Quantum Mechanics

Quantum mechanics, or quantum physics, describes nature at the fundamental level of atomic nuclei and electrons. Quantum mechanics is the most accurate way to simulate the behavior of molecules and interactions between molecules and allows us to predict with remarkable accuracy the complex biomolecular interactions critical to biological systems. We deploy quantum physics methods to tackle the challenges in protein targets previously thought to be “undruggable,” yielding the most accurate predictions and facilitate our mission to deliver new safe and effective medicines to patients.

Building on Ground Truth

By building on the foundation of quantum mechanics, we are secure in knowing we’re operating based on ground truth for how the universe works. This approach allows Silicon Therapeutics to move beyond static representations, which are limited to a trial-and-error understanding of energy at absolute zero. At 37C, the temperature of human biology, atomic and sub-atomic interactions are driven by a balance of entropy and enthalpy, captured by a term known as Gibbs free energy.

In this complex world of human biology, Gibbs free energy is the ultimate arbiter of conformational states and defines the landscape that makes biology possible. By investigating the role of Gibbs free energy through the lens of quantum mechanics and statistical thermodynamics, scientists at Silicon Therapeutics can assess the full role of protein dynamics and all the associated biomolecules such as waters, cofactors, and metals.
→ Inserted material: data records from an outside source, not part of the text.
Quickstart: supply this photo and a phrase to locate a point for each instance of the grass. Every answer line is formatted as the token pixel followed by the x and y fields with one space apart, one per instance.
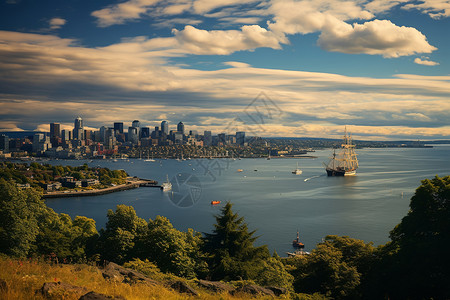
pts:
pixel 24 277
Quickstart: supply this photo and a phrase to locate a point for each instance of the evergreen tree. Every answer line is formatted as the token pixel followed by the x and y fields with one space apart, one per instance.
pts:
pixel 232 255
pixel 123 230
pixel 415 265
pixel 19 211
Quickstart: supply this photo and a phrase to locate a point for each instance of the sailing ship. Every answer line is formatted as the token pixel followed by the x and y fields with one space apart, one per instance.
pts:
pixel 167 185
pixel 297 171
pixel 343 163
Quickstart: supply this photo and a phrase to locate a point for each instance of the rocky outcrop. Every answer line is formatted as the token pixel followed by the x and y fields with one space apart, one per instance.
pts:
pixel 98 296
pixel 118 273
pixel 182 287
pixel 59 290
pixel 3 286
pixel 216 286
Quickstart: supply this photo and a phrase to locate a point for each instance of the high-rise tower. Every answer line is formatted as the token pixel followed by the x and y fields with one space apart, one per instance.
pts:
pixel 78 131
pixel 180 128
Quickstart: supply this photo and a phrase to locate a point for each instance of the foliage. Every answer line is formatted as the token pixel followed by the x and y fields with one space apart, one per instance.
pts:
pixel 36 173
pixel 415 264
pixel 123 229
pixel 28 226
pixel 173 251
pixel 19 212
pixel 335 268
pixel 232 256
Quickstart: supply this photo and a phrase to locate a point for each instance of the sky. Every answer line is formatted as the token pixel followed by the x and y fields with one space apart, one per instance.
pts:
pixel 304 68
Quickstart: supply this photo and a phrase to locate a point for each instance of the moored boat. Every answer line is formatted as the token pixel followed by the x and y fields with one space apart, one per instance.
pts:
pixel 345 162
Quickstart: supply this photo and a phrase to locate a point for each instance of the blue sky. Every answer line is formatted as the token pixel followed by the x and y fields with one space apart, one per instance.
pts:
pixel 380 67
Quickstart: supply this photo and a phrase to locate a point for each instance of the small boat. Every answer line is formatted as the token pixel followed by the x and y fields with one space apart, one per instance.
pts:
pixel 297 171
pixel 167 185
pixel 297 244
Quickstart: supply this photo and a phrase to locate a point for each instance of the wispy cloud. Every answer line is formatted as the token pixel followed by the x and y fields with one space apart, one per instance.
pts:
pixel 134 79
pixel 425 61
pixel 56 23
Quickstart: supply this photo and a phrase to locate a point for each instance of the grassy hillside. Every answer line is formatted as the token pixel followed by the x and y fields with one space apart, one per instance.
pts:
pixel 24 277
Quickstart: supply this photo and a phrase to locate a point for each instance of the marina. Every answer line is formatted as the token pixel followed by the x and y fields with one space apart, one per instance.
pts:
pixel 274 201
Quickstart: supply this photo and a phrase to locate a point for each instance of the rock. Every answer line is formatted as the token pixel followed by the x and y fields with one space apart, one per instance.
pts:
pixel 216 286
pixel 98 296
pixel 61 290
pixel 255 290
pixel 118 273
pixel 277 290
pixel 183 287
pixel 3 286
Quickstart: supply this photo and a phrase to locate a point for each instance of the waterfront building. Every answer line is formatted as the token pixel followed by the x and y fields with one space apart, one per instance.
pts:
pixel 133 135
pixel 78 130
pixel 66 135
pixel 207 138
pixel 180 128
pixel 240 138
pixel 118 127
pixel 165 127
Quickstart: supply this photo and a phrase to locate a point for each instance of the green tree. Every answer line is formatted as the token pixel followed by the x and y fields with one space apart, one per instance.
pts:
pixel 415 265
pixel 232 255
pixel 19 210
pixel 123 229
pixel 173 251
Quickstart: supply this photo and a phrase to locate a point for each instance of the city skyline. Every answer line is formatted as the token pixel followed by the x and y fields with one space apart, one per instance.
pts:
pixel 379 67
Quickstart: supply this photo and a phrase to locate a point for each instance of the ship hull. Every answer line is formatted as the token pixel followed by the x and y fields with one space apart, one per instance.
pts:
pixel 331 172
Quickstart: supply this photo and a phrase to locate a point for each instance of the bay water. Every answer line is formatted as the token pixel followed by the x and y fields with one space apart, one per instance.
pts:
pixel 273 201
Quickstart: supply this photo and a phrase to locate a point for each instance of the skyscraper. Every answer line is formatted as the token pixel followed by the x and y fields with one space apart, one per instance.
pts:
pixel 180 128
pixel 136 124
pixel 240 138
pixel 165 127
pixel 133 135
pixel 78 130
pixel 4 143
pixel 55 130
pixel 118 127
pixel 207 138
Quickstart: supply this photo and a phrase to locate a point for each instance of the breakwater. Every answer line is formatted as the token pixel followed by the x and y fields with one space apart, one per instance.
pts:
pixel 132 184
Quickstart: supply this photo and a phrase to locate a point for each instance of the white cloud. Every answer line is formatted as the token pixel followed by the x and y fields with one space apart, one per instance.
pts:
pixel 436 9
pixel 56 23
pixel 309 16
pixel 122 12
pixel 237 64
pixel 127 80
pixel 425 61
pixel 224 42
pixel 379 37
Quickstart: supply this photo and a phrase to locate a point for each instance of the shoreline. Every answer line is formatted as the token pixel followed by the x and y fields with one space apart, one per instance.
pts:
pixel 132 184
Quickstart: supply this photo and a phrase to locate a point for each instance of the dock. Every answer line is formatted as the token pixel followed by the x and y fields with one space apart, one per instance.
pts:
pixel 132 183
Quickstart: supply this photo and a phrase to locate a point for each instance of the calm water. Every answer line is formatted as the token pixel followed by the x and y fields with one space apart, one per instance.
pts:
pixel 272 200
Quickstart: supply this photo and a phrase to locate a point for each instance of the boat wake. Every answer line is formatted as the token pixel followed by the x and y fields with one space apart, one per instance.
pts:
pixel 317 176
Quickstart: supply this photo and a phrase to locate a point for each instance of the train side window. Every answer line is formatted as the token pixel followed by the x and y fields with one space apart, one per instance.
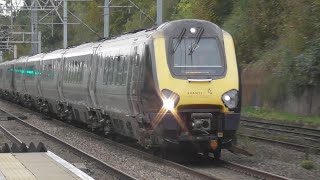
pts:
pixel 67 71
pixel 120 70
pixel 73 79
pixel 78 71
pixel 105 70
pixel 110 72
pixel 30 72
pixel 81 70
pixel 115 70
pixel 125 70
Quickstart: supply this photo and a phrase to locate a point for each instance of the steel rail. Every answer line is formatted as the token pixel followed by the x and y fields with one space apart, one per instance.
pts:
pixel 252 171
pixel 280 125
pixel 317 137
pixel 293 145
pixel 226 164
pixel 10 136
pixel 100 164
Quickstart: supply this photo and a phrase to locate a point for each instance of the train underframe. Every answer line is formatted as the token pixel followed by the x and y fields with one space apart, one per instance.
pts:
pixel 193 132
pixel 196 132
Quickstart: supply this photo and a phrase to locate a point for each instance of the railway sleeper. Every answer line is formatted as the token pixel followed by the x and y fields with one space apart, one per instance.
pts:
pixel 22 148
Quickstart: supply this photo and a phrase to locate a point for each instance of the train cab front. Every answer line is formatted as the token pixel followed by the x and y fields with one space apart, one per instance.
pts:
pixel 198 81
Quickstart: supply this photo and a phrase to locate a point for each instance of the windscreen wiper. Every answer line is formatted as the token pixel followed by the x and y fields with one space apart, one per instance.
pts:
pixel 179 40
pixel 195 44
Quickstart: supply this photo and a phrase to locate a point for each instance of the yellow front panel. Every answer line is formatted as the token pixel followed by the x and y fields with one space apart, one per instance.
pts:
pixel 197 92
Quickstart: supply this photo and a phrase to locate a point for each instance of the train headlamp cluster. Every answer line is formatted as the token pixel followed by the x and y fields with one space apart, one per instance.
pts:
pixel 169 99
pixel 230 99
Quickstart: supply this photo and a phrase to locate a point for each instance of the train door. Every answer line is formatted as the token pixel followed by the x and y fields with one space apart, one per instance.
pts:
pixel 93 76
pixel 134 81
pixel 38 76
pixel 61 64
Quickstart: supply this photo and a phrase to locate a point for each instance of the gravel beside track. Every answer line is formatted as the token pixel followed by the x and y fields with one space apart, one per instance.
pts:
pixel 28 135
pixel 130 162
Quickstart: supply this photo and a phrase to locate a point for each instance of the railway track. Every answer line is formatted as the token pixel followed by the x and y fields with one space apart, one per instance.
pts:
pixel 232 167
pixel 295 137
pixel 102 165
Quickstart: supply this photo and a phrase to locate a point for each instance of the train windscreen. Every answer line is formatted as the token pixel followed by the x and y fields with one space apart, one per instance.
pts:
pixel 197 57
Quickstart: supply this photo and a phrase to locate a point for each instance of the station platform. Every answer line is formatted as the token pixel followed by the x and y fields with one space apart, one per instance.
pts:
pixel 37 166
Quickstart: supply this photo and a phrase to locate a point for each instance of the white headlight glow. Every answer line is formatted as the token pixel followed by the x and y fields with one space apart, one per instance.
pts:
pixel 226 97
pixel 193 30
pixel 168 104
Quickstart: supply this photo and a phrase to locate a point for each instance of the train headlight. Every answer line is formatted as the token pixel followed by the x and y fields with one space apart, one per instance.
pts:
pixel 170 99
pixel 168 104
pixel 230 99
pixel 193 30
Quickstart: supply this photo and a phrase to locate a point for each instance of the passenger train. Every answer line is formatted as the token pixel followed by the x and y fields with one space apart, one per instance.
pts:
pixel 177 84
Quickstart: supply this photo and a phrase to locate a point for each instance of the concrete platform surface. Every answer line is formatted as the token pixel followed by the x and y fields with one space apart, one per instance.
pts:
pixel 37 166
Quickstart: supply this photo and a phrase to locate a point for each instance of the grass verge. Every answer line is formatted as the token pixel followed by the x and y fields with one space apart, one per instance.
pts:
pixel 261 113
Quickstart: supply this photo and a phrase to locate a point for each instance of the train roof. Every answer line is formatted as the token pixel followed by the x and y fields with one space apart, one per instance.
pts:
pixel 168 28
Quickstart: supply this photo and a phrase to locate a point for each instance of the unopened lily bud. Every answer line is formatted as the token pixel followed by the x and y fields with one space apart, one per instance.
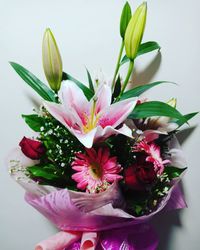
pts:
pixel 125 18
pixel 172 102
pixel 52 62
pixel 135 30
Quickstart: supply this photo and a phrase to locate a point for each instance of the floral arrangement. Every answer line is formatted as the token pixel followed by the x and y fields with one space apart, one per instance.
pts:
pixel 102 157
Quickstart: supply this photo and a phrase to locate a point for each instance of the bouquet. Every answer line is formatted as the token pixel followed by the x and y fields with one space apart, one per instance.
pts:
pixel 103 160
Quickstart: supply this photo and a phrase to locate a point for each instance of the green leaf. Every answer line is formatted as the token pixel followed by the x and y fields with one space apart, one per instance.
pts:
pixel 87 92
pixel 90 81
pixel 35 122
pixel 173 172
pixel 125 18
pixel 143 49
pixel 155 108
pixel 48 172
pixel 43 90
pixel 187 118
pixel 117 89
pixel 137 91
pixel 148 47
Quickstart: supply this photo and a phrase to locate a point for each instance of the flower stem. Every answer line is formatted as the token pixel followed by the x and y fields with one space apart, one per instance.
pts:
pixel 130 69
pixel 118 64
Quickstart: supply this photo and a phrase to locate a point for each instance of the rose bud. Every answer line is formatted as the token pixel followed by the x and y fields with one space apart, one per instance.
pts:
pixel 140 175
pixel 52 62
pixel 31 148
pixel 134 31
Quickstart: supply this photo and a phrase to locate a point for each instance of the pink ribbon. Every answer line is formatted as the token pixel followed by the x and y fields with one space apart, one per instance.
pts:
pixel 63 240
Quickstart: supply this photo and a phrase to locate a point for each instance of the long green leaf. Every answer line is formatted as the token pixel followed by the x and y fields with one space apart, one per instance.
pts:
pixel 48 172
pixel 143 49
pixel 43 90
pixel 155 108
pixel 90 81
pixel 117 89
pixel 173 172
pixel 35 122
pixel 87 92
pixel 137 91
pixel 148 47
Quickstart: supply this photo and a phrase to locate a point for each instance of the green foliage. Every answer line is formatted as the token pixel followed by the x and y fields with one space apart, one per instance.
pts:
pixel 173 172
pixel 125 18
pixel 155 108
pixel 34 121
pixel 137 91
pixel 49 174
pixel 143 49
pixel 55 165
pixel 43 90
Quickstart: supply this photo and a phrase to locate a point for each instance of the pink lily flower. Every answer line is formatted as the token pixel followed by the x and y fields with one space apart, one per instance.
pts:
pixel 91 120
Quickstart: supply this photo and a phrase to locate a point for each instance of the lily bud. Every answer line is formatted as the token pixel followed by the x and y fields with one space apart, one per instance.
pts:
pixel 135 30
pixel 125 18
pixel 172 102
pixel 52 62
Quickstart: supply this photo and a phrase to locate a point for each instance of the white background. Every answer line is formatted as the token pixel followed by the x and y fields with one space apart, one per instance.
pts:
pixel 87 35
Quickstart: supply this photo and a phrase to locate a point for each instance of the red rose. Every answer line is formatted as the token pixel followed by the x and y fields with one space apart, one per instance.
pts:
pixel 140 174
pixel 31 148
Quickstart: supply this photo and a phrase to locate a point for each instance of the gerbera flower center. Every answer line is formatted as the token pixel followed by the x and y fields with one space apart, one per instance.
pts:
pixel 92 119
pixel 95 170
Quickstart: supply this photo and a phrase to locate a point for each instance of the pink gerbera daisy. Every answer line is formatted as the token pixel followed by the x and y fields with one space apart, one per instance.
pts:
pixel 153 155
pixel 96 170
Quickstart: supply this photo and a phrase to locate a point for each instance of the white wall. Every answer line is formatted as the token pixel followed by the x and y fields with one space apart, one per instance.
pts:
pixel 87 34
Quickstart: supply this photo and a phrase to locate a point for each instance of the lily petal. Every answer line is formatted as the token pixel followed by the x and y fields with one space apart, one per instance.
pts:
pixel 115 114
pixel 103 96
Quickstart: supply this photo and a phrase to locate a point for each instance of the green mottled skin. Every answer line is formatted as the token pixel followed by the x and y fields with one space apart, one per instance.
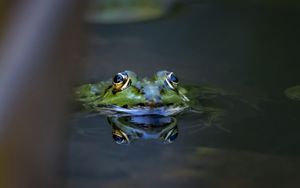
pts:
pixel 149 93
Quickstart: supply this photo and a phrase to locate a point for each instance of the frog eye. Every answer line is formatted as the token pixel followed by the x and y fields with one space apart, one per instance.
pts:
pixel 121 81
pixel 170 136
pixel 120 137
pixel 172 80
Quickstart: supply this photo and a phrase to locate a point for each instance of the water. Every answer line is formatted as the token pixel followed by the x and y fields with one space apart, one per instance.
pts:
pixel 250 50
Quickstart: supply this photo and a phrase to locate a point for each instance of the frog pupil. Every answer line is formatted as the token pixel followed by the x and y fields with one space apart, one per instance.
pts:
pixel 173 78
pixel 118 139
pixel 118 78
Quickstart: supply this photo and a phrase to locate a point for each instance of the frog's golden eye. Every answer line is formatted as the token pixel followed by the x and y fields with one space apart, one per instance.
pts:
pixel 120 137
pixel 121 81
pixel 172 80
pixel 170 136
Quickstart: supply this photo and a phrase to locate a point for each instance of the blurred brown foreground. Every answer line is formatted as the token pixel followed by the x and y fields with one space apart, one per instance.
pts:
pixel 40 50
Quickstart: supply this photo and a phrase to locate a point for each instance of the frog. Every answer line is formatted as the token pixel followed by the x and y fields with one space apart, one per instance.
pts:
pixel 161 94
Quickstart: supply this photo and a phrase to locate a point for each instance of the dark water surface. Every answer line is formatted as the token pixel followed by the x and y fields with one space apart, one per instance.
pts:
pixel 250 50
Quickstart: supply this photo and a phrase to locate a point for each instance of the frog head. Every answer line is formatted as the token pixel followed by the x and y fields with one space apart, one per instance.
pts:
pixel 127 91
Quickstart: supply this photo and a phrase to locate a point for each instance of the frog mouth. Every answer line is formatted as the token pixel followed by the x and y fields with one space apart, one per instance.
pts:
pixel 143 109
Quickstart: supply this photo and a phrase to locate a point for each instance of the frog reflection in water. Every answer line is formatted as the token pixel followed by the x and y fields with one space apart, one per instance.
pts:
pixel 133 105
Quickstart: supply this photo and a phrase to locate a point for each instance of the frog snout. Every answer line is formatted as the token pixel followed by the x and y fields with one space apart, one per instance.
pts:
pixel 154 99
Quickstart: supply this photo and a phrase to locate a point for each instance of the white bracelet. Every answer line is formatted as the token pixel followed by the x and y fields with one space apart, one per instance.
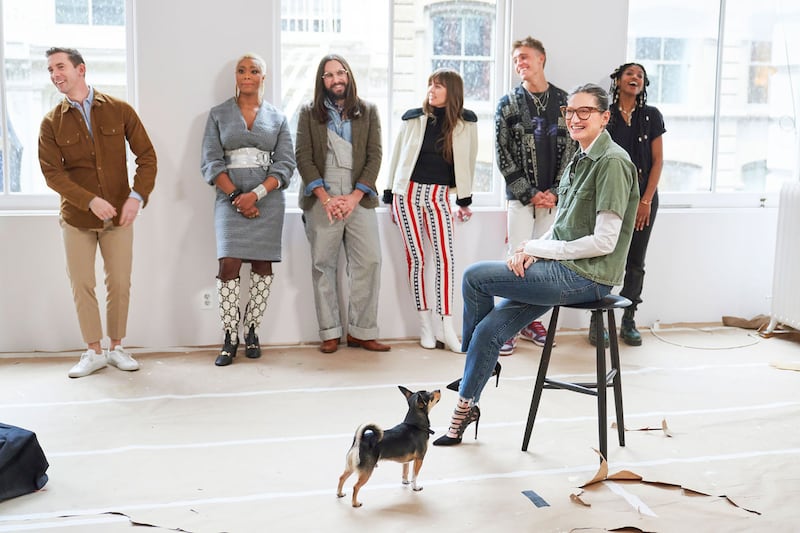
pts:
pixel 260 191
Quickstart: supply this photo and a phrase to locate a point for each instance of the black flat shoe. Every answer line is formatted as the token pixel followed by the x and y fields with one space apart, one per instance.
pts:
pixel 252 349
pixel 227 352
pixel 457 383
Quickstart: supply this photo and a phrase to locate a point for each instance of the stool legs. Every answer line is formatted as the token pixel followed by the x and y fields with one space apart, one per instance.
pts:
pixel 604 379
pixel 617 383
pixel 602 413
pixel 544 362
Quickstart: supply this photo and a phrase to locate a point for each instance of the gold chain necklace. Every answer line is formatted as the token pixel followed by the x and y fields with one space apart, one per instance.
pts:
pixel 627 115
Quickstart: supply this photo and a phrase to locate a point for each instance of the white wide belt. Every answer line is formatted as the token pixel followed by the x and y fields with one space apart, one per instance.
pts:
pixel 248 158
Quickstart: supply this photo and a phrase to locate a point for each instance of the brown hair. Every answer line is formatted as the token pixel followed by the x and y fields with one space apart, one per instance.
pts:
pixel 352 103
pixel 530 42
pixel 454 106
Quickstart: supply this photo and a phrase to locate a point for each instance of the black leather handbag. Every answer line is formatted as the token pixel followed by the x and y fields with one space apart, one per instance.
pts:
pixel 23 465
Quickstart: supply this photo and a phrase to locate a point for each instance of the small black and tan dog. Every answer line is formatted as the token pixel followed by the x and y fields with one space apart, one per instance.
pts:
pixel 406 442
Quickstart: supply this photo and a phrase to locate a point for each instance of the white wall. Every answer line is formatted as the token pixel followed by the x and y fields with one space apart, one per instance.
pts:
pixel 702 264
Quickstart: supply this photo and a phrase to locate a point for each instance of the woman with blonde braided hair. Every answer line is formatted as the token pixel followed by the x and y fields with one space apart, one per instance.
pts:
pixel 248 157
pixel 637 127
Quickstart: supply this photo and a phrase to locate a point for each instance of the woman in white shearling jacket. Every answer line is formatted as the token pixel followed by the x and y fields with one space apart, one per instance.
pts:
pixel 434 155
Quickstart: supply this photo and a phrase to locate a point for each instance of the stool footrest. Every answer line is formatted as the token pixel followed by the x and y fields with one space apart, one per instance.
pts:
pixel 583 388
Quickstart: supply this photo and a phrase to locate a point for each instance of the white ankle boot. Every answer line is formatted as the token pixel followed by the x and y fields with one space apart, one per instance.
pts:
pixel 447 334
pixel 427 339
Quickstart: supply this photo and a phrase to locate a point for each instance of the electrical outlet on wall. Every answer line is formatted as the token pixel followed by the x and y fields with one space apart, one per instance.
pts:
pixel 207 300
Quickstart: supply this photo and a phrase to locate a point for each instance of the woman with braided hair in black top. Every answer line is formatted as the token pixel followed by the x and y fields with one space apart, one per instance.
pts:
pixel 637 127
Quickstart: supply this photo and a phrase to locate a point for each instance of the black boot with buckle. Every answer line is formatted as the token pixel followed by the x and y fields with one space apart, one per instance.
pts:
pixel 252 349
pixel 227 352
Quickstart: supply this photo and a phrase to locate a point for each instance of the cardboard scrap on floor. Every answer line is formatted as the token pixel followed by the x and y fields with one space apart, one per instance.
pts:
pixel 625 490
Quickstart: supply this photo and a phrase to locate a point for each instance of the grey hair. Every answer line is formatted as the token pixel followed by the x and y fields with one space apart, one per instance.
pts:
pixel 600 94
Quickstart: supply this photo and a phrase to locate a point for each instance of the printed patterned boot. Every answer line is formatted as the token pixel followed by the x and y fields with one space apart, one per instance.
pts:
pixel 259 293
pixel 228 292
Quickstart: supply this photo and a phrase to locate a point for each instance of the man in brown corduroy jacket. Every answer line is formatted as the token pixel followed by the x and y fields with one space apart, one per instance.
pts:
pixel 82 152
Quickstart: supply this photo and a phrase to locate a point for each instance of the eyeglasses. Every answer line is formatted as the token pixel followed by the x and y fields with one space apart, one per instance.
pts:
pixel 582 112
pixel 339 74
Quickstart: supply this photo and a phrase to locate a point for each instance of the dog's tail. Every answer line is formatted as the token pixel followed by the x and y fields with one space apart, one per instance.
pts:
pixel 367 436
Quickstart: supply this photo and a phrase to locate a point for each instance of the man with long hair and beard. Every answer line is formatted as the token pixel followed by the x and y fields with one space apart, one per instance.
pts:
pixel 338 154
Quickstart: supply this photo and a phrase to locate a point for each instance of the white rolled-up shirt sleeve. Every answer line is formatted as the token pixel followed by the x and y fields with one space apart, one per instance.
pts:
pixel 602 242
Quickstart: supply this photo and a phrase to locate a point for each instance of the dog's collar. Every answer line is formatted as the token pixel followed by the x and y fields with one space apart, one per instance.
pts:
pixel 422 428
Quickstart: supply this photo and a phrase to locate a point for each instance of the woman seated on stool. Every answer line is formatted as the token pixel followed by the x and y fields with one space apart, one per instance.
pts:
pixel 579 260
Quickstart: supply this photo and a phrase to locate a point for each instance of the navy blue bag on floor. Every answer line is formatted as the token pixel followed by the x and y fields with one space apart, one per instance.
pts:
pixel 22 462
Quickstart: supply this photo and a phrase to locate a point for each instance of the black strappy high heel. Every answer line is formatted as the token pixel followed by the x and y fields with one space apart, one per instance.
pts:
pixel 473 415
pixel 497 368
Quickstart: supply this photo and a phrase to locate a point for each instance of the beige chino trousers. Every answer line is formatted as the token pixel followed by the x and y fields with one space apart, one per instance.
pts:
pixel 116 248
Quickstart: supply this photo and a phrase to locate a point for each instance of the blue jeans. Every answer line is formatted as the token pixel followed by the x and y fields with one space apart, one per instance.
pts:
pixel 487 326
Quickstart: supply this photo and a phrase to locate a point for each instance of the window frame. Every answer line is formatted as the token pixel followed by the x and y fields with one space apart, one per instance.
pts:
pixel 22 203
pixel 714 198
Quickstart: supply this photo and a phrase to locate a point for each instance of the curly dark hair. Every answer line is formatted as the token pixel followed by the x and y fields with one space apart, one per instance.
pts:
pixel 638 120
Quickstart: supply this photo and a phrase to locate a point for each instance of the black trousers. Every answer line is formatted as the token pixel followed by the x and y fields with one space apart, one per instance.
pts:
pixel 634 267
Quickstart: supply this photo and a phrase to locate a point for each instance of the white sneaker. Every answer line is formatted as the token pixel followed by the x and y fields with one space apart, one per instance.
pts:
pixel 90 362
pixel 121 359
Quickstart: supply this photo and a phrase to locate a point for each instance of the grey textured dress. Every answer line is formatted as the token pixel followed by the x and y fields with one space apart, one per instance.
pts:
pixel 258 238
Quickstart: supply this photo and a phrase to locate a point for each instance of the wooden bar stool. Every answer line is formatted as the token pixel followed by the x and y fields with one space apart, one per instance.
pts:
pixel 612 378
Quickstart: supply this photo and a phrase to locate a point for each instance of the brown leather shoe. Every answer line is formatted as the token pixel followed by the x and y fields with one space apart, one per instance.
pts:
pixel 329 346
pixel 371 345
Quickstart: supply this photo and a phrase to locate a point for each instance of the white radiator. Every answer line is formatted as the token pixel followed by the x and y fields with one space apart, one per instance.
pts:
pixel 786 279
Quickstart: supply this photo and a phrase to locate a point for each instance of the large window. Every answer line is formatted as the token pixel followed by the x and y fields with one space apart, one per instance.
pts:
pixel 726 76
pixel 392 48
pixel 29 28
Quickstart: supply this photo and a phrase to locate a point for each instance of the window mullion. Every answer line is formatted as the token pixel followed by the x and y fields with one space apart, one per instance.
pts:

Understanding How the World Works

The complexity of protein-sized molecules prevents full quantum mechanical simulations from being run directly on biologically relevant system. As such, we have taken an industry-leading approach where we apply the appropriate level of theory that strikes a balance between throughput and accuracy. We employ:

  • Quantum physics to understand the properties of potential drug molecules.
  • Molecular dynamics and statistical thermodynamics to predict how potential drug molecules bind to and modulate therapeutic protein targets.
  • High-performance computing and software engineering to make accurate predictions at scale.

These result in a clearer understanding of the biological system and the relationship to disease at an atomic level.

Better Medicines through Physics

With the advancement of high-performance computers, we are able to run molecular simulations at scale for drug development. Our GPU-accelerated approach allows hundreds of highly accurate molecular dynamics simulations at rapid speed.

This new paradigm of drug design is founded on quantum physics, but it’s not physics in a vacuum. It’s the power generated by our integration of physics-based simulations, in-house experimental efforts in chemistry and biology and our high-performance computing environment that propels our advances toward better medicines through physics.